Delegation affects nurses who are dealing with the harsh reality of financial constraint in the health care sector. When traditional nursing tasks are delegated to other health care workers, nurses are concerned about patient safety, quality of care and their own responsibility.

1. What is delegation?
Delegation occurs when either the employer or the nurse transfers authority to a health care worker in a selected situation to do work traditionally performed by a nurse.

Legislation defines the practice of nursing in very broad terms. The essence of nursing practice is the application of the nursing process,1 which provides the foundation for nursing diagnosis, outcome identification, and care planning. Nurses should not delegate these responsibilities. For example, an unlicensed worker may measure vital signs but the nurse analyzes the data for comprehensive assessment, nursing diagnosis, and planning care.

2. Who is responsible for what?
Responsibility for delegation is shared between the employer, the nurse and the other health care worker.

a) The employer is legally responsible for hiring appropriate staff and for establishing written policies and procedures on delegation, including who the delegator is (facility or nurse), workers to whom authority has been or can be delegated, the process for delegation, and guidelines for care. Differences in roles of nurses and other health care workers must be reflected in policies. The employer is also responsible for: providing adequate education, training, and assessment of the competence of health care workers; establishing and maintaining quality control measures to ensure competent care; ensuring adequate supervision of health care workers; and prohibiting delegation when no suitably qualified health care worker is available.

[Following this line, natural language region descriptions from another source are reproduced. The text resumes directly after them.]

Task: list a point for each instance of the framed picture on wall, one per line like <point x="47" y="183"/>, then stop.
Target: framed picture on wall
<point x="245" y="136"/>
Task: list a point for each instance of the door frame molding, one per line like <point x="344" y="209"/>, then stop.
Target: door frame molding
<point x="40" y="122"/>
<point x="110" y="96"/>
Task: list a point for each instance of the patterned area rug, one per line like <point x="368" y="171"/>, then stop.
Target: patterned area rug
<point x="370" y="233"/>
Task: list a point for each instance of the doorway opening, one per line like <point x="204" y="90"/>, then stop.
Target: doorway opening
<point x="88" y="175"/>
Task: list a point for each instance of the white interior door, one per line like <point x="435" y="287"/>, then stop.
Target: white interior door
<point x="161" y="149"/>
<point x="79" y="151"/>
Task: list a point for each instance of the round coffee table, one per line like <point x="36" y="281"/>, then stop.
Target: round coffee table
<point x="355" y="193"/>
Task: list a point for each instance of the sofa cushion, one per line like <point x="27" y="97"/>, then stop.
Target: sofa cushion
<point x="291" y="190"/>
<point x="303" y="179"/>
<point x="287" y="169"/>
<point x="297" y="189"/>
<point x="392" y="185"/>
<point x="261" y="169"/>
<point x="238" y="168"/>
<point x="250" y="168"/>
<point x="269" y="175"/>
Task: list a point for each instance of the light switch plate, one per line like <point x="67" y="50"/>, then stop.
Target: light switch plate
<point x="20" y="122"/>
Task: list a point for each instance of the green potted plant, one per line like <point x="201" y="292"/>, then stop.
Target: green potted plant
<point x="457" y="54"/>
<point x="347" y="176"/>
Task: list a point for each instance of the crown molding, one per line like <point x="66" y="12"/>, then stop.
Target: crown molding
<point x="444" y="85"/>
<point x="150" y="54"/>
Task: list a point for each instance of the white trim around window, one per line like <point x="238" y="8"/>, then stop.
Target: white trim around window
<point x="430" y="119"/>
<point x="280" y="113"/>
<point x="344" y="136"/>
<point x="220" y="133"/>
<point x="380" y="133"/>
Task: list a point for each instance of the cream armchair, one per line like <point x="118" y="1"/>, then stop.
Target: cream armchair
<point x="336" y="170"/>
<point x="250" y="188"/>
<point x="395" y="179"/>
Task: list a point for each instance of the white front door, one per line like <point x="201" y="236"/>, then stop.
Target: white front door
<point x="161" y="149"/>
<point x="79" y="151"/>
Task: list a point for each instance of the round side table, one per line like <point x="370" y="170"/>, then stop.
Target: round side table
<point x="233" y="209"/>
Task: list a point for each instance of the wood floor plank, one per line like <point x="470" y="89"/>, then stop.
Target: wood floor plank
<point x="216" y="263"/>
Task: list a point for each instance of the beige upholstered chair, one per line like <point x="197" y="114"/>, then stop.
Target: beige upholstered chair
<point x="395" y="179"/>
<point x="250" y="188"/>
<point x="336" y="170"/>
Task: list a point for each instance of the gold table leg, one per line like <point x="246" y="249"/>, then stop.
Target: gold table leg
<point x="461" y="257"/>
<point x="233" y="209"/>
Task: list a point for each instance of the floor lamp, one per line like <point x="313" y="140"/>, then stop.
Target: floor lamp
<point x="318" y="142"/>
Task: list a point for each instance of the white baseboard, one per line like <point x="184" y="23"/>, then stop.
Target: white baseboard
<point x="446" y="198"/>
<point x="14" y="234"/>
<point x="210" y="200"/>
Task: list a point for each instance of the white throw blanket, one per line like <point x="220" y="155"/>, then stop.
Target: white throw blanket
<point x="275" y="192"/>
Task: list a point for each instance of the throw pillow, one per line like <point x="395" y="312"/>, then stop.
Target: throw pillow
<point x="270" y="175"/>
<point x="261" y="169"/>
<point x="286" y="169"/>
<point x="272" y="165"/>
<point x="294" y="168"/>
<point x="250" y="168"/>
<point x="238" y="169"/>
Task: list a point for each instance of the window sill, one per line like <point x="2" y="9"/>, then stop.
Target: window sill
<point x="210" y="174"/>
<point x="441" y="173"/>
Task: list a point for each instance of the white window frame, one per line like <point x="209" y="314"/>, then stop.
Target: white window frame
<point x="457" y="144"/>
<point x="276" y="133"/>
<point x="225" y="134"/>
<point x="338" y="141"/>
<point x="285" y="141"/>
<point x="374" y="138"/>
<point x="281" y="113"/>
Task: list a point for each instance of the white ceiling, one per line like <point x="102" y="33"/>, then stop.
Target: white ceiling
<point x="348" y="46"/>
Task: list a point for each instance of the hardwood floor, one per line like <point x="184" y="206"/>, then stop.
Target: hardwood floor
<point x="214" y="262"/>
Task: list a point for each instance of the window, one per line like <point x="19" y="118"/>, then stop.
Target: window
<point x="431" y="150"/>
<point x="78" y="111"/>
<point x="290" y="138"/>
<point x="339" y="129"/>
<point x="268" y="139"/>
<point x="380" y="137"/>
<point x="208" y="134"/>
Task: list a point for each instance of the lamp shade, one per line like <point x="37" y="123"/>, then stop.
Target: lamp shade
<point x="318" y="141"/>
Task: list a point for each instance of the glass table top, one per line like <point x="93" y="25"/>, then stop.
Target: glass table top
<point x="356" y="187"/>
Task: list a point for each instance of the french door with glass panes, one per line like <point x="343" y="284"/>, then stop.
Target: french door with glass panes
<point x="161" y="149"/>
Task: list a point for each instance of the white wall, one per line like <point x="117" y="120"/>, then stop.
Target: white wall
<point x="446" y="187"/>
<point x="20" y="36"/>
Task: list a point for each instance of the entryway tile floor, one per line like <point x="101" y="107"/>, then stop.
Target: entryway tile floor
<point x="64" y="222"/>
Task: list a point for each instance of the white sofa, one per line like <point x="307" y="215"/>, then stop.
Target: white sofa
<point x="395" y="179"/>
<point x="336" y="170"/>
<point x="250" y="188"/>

b) The nurse is responsible for knowing the work approved for delegation by the employer and the circumstances under which work may be delegated. She is also responsible for making an appropriate decision to delegate and for adequately supervising health care workers.

In order to determine whether a decision to delegate is appropriate, the nurse must take into account the employer’s policies; patient needs; complexity of health problems; the health care worker’s job description, knowledge base, and demonstrated competency; the knowledge needed to deliver the care required; the predictability of the anticipated outcome and specific risk factors.

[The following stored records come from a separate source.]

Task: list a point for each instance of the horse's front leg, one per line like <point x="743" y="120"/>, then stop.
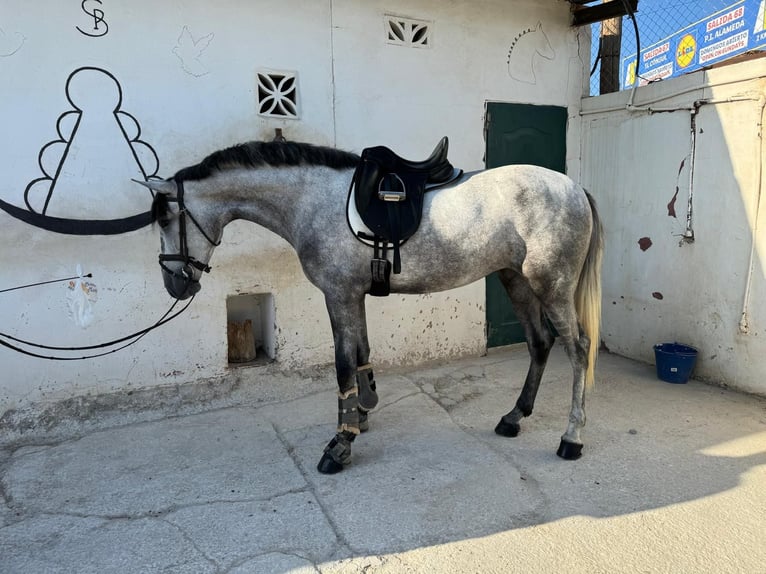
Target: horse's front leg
<point x="356" y="388"/>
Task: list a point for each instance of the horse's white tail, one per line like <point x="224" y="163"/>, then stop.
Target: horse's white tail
<point x="588" y="292"/>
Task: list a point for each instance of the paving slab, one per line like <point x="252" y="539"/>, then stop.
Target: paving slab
<point x="673" y="479"/>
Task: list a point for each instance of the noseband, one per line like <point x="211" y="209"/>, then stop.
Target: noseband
<point x="187" y="273"/>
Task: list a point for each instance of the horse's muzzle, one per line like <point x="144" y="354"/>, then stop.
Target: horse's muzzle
<point x="180" y="287"/>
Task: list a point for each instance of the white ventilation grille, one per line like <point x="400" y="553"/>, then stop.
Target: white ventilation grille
<point x="408" y="31"/>
<point x="278" y="94"/>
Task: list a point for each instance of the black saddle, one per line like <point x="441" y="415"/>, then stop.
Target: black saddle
<point x="388" y="193"/>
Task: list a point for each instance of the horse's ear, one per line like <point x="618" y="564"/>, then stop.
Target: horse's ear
<point x="163" y="186"/>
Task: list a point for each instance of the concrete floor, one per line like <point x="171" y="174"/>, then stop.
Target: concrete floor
<point x="673" y="479"/>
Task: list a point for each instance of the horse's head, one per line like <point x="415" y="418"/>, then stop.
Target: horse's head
<point x="187" y="237"/>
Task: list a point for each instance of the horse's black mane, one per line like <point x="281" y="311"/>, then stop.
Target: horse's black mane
<point x="254" y="154"/>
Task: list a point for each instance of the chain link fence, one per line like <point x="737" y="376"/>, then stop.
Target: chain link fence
<point x="676" y="37"/>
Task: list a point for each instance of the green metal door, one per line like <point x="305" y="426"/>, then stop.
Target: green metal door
<point x="519" y="133"/>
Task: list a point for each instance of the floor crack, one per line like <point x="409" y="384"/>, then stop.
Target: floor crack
<point x="191" y="541"/>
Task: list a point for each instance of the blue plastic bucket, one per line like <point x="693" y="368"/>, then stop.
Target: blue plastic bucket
<point x="675" y="362"/>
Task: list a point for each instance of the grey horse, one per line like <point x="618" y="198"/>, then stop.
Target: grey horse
<point x="536" y="227"/>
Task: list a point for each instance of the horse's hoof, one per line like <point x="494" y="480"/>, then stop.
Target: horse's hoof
<point x="328" y="465"/>
<point x="569" y="450"/>
<point x="364" y="423"/>
<point x="507" y="429"/>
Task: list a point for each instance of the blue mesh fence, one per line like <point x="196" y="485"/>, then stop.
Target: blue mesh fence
<point x="676" y="37"/>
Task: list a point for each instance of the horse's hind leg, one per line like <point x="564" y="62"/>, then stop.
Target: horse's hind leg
<point x="365" y="379"/>
<point x="539" y="343"/>
<point x="577" y="345"/>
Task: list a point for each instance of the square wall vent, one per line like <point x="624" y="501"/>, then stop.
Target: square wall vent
<point x="278" y="94"/>
<point x="408" y="31"/>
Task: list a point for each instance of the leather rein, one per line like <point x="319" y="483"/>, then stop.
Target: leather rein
<point x="186" y="274"/>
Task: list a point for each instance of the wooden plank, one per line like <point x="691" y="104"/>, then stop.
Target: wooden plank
<point x="241" y="341"/>
<point x="601" y="12"/>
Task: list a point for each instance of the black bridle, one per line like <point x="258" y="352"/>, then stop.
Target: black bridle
<point x="189" y="262"/>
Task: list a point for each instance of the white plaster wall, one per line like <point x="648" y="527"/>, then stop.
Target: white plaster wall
<point x="675" y="290"/>
<point x="355" y="90"/>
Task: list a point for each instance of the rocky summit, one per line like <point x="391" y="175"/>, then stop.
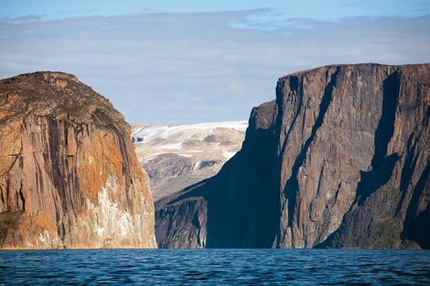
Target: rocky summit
<point x="69" y="176"/>
<point x="340" y="159"/>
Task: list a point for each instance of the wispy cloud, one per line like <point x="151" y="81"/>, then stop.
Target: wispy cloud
<point x="200" y="67"/>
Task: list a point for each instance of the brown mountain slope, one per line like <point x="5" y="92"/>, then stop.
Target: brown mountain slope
<point x="69" y="176"/>
<point x="340" y="159"/>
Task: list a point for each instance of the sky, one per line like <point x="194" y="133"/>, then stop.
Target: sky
<point x="189" y="61"/>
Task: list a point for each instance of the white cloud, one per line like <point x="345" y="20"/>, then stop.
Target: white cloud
<point x="169" y="68"/>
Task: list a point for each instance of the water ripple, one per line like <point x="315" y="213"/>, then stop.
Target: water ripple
<point x="215" y="267"/>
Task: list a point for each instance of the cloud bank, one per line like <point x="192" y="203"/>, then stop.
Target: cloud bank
<point x="201" y="67"/>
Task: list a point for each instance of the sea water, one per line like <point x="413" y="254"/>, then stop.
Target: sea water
<point x="215" y="267"/>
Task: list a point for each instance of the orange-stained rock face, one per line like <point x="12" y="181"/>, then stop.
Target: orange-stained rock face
<point x="69" y="177"/>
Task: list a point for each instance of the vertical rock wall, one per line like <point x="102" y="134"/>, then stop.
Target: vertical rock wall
<point x="340" y="159"/>
<point x="69" y="177"/>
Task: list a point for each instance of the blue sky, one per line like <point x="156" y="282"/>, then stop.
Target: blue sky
<point x="196" y="61"/>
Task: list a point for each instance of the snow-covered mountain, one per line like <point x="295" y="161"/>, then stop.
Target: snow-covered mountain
<point x="178" y="156"/>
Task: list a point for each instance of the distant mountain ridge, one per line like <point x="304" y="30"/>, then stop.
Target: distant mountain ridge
<point x="340" y="159"/>
<point x="177" y="156"/>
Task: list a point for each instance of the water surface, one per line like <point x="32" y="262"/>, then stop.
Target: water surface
<point x="215" y="267"/>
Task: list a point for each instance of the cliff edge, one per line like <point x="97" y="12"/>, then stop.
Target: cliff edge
<point x="69" y="176"/>
<point x="340" y="159"/>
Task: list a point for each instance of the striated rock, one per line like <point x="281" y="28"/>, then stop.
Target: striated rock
<point x="340" y="159"/>
<point x="69" y="176"/>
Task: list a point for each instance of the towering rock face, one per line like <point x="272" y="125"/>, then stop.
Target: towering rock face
<point x="69" y="176"/>
<point x="340" y="159"/>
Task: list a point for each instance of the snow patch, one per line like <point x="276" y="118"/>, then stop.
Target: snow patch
<point x="228" y="154"/>
<point x="149" y="133"/>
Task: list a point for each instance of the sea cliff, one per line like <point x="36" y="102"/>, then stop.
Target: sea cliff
<point x="340" y="159"/>
<point x="69" y="176"/>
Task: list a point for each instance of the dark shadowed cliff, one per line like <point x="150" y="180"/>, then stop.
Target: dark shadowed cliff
<point x="339" y="159"/>
<point x="69" y="176"/>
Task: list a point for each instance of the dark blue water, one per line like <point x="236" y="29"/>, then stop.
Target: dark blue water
<point x="215" y="267"/>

Because the nurse is responsible for evaluating nursing care by monitoring patient outcomes, she must supervise workers to whom she has delegated. Supervision entails initial direction, periodic inspection and corrective action when needed.

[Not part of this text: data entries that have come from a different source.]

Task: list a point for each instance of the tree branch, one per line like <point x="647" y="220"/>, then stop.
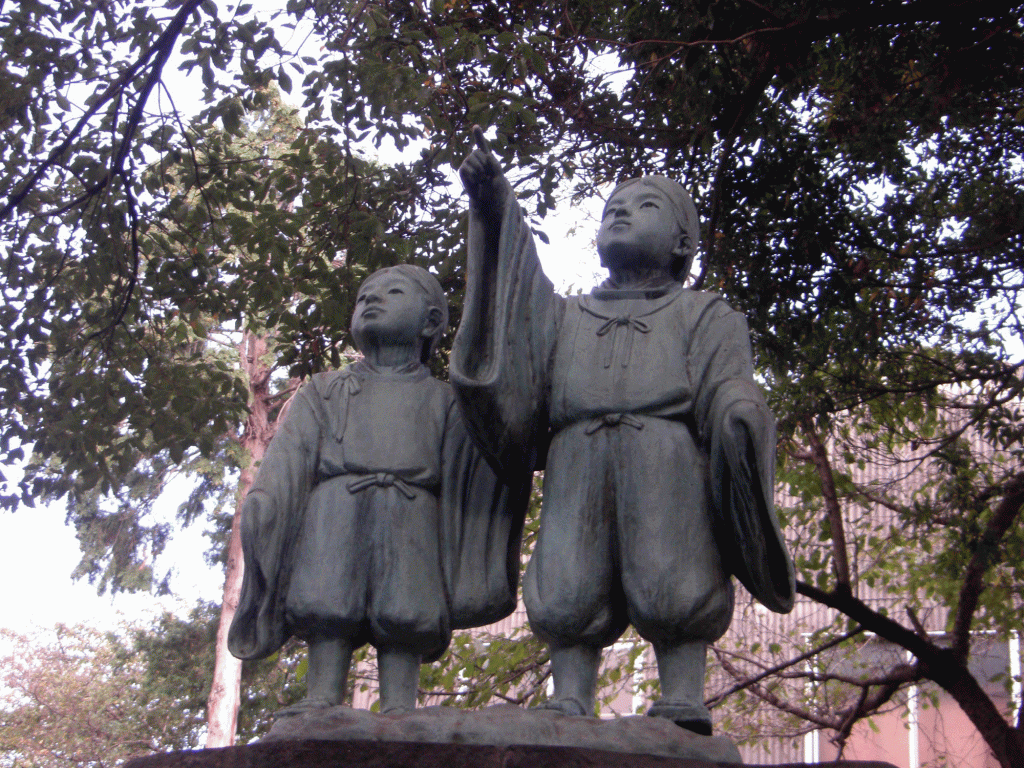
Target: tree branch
<point x="833" y="509"/>
<point x="162" y="47"/>
<point x="1005" y="516"/>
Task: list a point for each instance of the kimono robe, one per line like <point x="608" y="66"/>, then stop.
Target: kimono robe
<point x="658" y="445"/>
<point x="374" y="518"/>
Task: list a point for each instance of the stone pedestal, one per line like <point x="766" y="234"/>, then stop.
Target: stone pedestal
<point x="311" y="754"/>
<point x="502" y="736"/>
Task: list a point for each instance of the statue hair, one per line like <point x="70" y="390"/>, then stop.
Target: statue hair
<point x="684" y="211"/>
<point x="435" y="300"/>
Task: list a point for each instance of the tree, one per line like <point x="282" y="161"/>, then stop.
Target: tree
<point x="857" y="168"/>
<point x="78" y="696"/>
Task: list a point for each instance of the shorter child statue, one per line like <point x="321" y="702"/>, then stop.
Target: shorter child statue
<point x="373" y="518"/>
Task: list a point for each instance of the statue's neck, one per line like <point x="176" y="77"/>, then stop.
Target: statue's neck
<point x="392" y="358"/>
<point x="643" y="279"/>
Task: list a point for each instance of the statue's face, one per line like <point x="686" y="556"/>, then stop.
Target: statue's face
<point x="638" y="229"/>
<point x="391" y="310"/>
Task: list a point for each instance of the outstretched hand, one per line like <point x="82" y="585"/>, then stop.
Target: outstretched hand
<point x="482" y="177"/>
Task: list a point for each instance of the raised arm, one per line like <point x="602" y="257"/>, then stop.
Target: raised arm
<point x="487" y="188"/>
<point x="501" y="355"/>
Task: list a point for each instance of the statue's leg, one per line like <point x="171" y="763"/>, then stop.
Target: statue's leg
<point x="681" y="673"/>
<point x="679" y="595"/>
<point x="327" y="677"/>
<point x="399" y="680"/>
<point x="573" y="671"/>
<point x="572" y="596"/>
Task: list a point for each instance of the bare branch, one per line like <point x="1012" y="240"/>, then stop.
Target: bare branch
<point x="1005" y="516"/>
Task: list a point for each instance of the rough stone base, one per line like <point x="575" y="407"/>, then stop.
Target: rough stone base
<point x="441" y="737"/>
<point x="506" y="725"/>
<point x="311" y="754"/>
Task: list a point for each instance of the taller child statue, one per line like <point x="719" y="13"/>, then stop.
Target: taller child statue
<point x="659" y="448"/>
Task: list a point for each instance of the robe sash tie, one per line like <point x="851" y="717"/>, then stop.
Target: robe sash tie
<point x="613" y="420"/>
<point x="384" y="480"/>
<point x="611" y="325"/>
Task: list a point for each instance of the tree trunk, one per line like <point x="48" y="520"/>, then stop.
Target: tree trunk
<point x="222" y="709"/>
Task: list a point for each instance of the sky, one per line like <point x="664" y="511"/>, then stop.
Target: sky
<point x="38" y="552"/>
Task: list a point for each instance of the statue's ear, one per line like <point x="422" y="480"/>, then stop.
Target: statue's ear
<point x="684" y="249"/>
<point x="434" y="320"/>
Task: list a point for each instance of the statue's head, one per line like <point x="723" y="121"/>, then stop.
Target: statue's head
<point x="649" y="222"/>
<point x="400" y="304"/>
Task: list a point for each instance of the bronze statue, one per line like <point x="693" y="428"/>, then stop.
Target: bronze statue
<point x="639" y="401"/>
<point x="373" y="517"/>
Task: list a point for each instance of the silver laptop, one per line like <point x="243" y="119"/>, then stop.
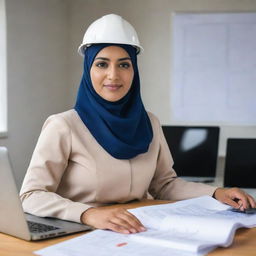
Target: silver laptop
<point x="15" y="222"/>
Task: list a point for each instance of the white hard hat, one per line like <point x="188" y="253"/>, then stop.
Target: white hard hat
<point x="110" y="28"/>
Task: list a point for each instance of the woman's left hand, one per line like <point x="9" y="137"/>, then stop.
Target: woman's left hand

c) The health care worker is responsible for having sufficient knowledge, skill, and judgment to accept delegation. The health care worker is also responsible for: following policies and procedures; performing tasks and giving care safely, effectively and ethically; documenting the care given; reporting observations and patient information to the nurse supervising the patient’s care; and refusing to accept delegation of those acts for which she is not competent.

3. How can I delegate responsibly?
You can delegate responsibly by:

  • knowing your unit’s job descriptions and delegation policies;
  • knowing each worker’s qualifications and competencies;
  • developing nursing care plans;
  • determining which interventions, if any, can be safely delegated and to whom;
  • ensuring the worker is available: is someone using her disproportionately or inappropriately?
  • being specific by providing detail on who, what, where, when, and how. Include when and how to report outcomes and ask for assistance, e.g., "Tell me if Mr. Jones’ blood pressure is higher than 160/100" provides a reportable parameter, in contrast to "Check Mr. Jones’ BP";
  • indicating priorities;
  • checking comprehension;
  • ensuring the patient knows who his nurse is and who his health care worker is;
  • supervising either directly or indirectly based on patient’s condition, nature of delegated tasks, resources available and worker’s competence;
  • intervening if necessary;
  • continuing to do ongoing nursing assessments, care plan development, and evaluation of intervention’s effectiveness; and
  • remembering that the working relationships in your team rely on communication, respect, and positive reinforcement

If in doubt about the appropriateness of delegation, you may wish to consult your professional/territorial practice advisor. If you have a concern about legal issues, contact a legal advisor, who is a lawyer, at CNPS at no charge (1-800-267-3390). CNPS is for you.

As knowledgeable professionals, nurses must continue to advocate for safe and ethical practice environments while striving to acquire new skills, such as supervising others, to practice competently. .
  1. Canadian Nurses Association, A Definition of Nursing Practice - Standards for Nursing Practice, 1987.

N.B. In this document, the feminine pronoun includes the masculine and vice versa.